- Directed by: Peter Ormrod
- Written by: Peter Ormrod John Kelleher
- Produced by: John Kelleher
- Starring: Stephen Brennan Eamon Morissey Catherine Byrne Joe Lynch Tony Doyle Takashi Kawahara Victoria Armstrong Niall Toibin
- Cinematography: Arthur Wooster
- Edited by: J. Patrick Duffner
- Music by: Donal Lunny
- Production companies: Bórd Scannán na hÉireann/Irish Film Board Channel 4 Films
- Distributed by: United International Pictures (UK/Ireland)
- Release date: 14 March 1986 (Ireland);
- Country: Ireland
- Language: English
- Budget: IR£1,390,000

= Eat the Peach =

1986 Irish film by Peter Ormrod

Eat the Peach is a 1986 Irish comedy film, directed by Peter Ormrod.
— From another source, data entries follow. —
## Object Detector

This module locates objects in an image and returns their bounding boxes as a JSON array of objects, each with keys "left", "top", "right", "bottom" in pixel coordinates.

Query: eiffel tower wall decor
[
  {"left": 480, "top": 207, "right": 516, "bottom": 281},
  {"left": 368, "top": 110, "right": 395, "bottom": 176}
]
The title derives from the T. S. Eliot poem "The Love Song of J. Alfred Prufrock." It was written by Peter Ormrod with John Kelleher.

==Filming==
Eat The Peach was filmed on location in the Bog of Allen, County Kildare, and in Counties Dublin, Meath and Wicklow, Ireland. The site in Dublin was at Newcastle, County Dublin. Motorcycle stunts were performed by riders from Messhams Wall Of Death.

==Plot==
County Kildare, the 1980s. When a Japanese company pulls out of Ireland, leaving several local men redundant, two of them take inspiration from the film Roustabout and build their own wall of death on the Bog of Allen. They begin smuggling goods across the Irish border in order to finance it, and try and receive television coverage and public support.

==Soundtrack==
The music was written by Dónal Lunny and centres around the song co-written with Paul Brady - "Eat The Peach" from his solo album Primitive Dance. Paul Brady performs the song as the credits roll. The soundtrack also includes uilleann pipes throughout the film. These were likely provided by Davy Spillane, who played on the album track.